If everything (and by everything I mean Facebook) works right, this post will appear while I’m overseas. I didn’t want to just skip a week in my blog, so I’m trying out the feature that lets you schedule posts ahead of time. I worry that it won’t work, which in the greater scheme of things wouldn’t really be so bad. Just more overthinking.

In addition to overthinking, I am over-scheduling and over-packing. I have been bothering our travel agent with questions about driver’s licenses and phone service. I have made reservations for eight different scenic places and interesting events. (I think they require reservations because of COVID, because they don’t want too many people to show up for tours at the same time.) I have a list of things I need to do before we leave. Every time I cross one thing off, I add another at the bottom. I used to be able to pack for a long weekend for both of us with only one tote bag, but those days are long gone. My list of what I will need to have with me threatens to spill over my luggage allowance.

In the past when I’ve traveled, I’ve had some success with giving myself permission to feel the way I feel – to take a day off from activities if I feel low, for example. This time, what with all the pre-booking, I may not be as inclined to do that. We do have days scheduled with less driving around and I have noted times when we can simply explore local pubs and restaurants. We’re even bringing along a card game in case we feel too useless to leave our bed-and-breakfast.

I have no guarantees that my mood swings will abate while I’m gone, of course. Making sure all my meds are refilled and packed is top on my to-do list. That’s much more important than packing a card game. I can see myself getting cranky about getting to the various locations in time for our reservations, but I’ve been fairly stable lately, so I hope I don’t tip over into something worse than grumpiness. At least my husband will be there to help me laugh and decompress.

I think that time to decompress is necessary while traveling. It may have been my hypomania that told me to make reservations for every occasion. And I hope the looming shadow of my bipolar disorder doesn’t sabotage the whole thing. This vacation is very important for us, which probably means I have too much invested in it, and I don’t mean just monetarily. It’s most likely the last time we’ll ever be able to travel abroad, so I want to make the most of it.

I just hope that making the most of it doesn’t send me tipping over the edge into depression or hypomania. I’m never good psychologically with financial affairs or not knowing what’s going to happen. I’ve seen those tendencies in myself increase with time. I hope that this vacation is what I need to shake me loose from some of those feelings. I hope that I will look back on it, after this bit of writing becomes public, and realize that I have proved my relative stability by being able to go through what is intended to be a magical time. But I guess expecting magic is too big an expectation to put on a vacation.

Comments on: "Traveling – and Planning – While Bipolar" (1)
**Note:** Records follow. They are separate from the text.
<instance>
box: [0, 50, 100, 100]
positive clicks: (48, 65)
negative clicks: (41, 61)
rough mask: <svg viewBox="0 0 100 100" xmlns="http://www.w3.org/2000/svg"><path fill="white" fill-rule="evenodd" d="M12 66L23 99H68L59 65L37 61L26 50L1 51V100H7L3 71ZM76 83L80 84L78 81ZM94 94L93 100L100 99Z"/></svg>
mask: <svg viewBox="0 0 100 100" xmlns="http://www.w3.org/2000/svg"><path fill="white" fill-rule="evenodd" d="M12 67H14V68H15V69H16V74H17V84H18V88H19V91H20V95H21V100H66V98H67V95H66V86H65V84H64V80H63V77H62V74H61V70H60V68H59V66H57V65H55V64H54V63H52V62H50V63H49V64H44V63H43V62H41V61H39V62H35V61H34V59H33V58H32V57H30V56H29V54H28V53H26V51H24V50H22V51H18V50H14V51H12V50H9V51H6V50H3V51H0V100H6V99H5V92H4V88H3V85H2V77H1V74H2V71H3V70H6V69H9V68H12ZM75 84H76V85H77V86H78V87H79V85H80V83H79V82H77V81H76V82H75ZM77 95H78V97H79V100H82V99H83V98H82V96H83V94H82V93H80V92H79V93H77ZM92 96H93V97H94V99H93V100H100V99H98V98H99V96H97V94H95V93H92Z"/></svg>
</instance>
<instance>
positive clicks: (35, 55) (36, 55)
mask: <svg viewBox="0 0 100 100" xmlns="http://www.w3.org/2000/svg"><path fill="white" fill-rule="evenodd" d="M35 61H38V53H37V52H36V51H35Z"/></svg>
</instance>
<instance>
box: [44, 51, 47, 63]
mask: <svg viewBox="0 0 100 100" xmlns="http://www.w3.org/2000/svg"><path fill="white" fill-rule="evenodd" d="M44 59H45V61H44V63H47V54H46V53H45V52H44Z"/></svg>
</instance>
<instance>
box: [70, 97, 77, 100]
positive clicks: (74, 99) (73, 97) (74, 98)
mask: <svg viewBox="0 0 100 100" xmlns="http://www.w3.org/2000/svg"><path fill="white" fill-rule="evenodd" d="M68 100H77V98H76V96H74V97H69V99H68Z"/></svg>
  1. I hope you have a wonderful time in Ireland! Ireland is beautiful. I’ve been there once, several years ago with my mother, and would like to go again with my husband. He’s never been.

    I have a very large amount of travel under my belt, particularly international travel. My count is 22 countries around the world and 45 US states. I had the wanderlust since my late teens. My husband loves travel, too. I did a good amount before my bipolar diagnosis, and did plenty afterwards, too. Did travel sometimes trigger some episodes? Yes, in fact some real doozies. But I’ve learned from those experiences. It sounds like you have a good plan in place. Yes, you don’t HAVE TO do everything on your itinerary. Sometimes a day or two of just relaxing is crucial. If you have some “prn” medication with you, don’t be hesitant to take it. I have a terrible history of becoming full-blown manic because of airports. I’ve learned to avoid a few particular ones, like the plague. The ones I can’t I have to prepare for, seriously. Today is April 3rd. I received your post at about 4 pm Central European time (where I live). That would be 10 am Eastern US time.